Soil-available silicon (SAS) and soil moisture (SM) contents are critical parameters for crop growth; however, traditional detection methods are time-consuming and inefficient. This study aimed to develop a non-destructive testing method using hyperspectral imaging (HSI) technology for the rapid and real-time detection of SAS and SM in ginseng soils of various origins. Twenty-two batches of soil samples and 51 batches of ginseng samples were collected, and spectral data in the visible near-infrared (VNIR) and shortwave infrared (SWIR) ranges were acquired simultaneously using an HSI system. To reduce data redundancy, principal component analysis for variable dimensionality reduction and a genetic algorithm (GA) involving iterative and voting methods were employed to process spectral data. The results showed that for SAS, the raw ELM performed best (SWIR Rv2 = 0.88, RMSE = 28.19), while BP-GA3 peaked after GA (SWIR Rv2 = 0.93, RMSE = 15.47).
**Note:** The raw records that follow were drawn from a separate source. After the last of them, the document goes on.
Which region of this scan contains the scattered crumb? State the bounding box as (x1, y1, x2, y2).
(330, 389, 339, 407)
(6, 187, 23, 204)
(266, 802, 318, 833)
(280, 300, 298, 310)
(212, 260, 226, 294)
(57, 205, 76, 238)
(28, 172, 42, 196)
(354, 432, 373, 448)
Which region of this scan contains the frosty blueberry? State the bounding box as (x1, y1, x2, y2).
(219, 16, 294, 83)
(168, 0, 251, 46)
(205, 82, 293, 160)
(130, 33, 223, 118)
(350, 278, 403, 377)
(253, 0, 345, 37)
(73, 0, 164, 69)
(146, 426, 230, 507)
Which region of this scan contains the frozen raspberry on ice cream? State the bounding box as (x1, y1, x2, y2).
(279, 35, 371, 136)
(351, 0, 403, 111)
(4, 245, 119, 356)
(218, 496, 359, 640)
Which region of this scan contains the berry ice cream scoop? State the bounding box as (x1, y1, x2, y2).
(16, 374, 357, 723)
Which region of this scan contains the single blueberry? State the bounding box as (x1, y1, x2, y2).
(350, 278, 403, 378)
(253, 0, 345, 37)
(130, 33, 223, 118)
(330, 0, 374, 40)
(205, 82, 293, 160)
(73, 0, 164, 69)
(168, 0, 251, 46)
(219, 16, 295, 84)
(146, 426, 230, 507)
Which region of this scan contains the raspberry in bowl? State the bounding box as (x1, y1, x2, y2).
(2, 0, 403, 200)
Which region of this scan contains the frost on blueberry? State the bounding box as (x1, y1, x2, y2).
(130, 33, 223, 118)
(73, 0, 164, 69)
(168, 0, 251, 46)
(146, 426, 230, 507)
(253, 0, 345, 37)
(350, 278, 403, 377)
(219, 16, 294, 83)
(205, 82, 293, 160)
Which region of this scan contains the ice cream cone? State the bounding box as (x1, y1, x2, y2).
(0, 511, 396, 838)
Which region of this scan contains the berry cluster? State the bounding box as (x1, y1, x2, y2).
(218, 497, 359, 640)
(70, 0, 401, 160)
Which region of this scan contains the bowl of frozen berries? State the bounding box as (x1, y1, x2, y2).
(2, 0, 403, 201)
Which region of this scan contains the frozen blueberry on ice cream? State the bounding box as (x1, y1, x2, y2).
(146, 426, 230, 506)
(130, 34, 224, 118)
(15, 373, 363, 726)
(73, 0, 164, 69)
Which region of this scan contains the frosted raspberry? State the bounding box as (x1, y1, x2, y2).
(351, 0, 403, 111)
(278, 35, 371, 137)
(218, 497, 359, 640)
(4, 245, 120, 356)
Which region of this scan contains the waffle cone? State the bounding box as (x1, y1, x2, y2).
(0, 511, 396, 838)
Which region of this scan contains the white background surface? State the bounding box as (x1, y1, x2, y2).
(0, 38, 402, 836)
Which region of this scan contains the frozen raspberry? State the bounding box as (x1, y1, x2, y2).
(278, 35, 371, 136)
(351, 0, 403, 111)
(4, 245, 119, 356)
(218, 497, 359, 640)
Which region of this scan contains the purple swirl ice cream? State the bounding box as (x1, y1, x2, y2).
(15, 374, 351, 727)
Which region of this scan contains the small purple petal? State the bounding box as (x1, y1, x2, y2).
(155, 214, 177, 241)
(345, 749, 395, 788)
For SM, the raw BP (SWIR Rv2 = 0.89, RMSE = 3.16), BP-GA3 achieved the highest GA result (SWIR Rv2 = 0.94, RMSE = 1.80). PCA consistently underperforms (lowest SAS PCA-ELM SWIR Rv2 = 0.41). Combined PCA and SAM analysis revealed distinct ginseng classification by origin, with RF achieving 77.78% (test) and 100% (train) accuracy for soil in SWIR, while BP model yielded 73.33% (test) and 80.56% (train) accuracy for ginseng in VNIR, demonstrating effective differentiation. This study provides theoretical support and a practical basis for the non-destructive testing of ginseng soil from the three provinces of Northeast China based on hyperspectral imaging; however, further expansion of the studied research samples is required to verify the generalization ability of the developed model.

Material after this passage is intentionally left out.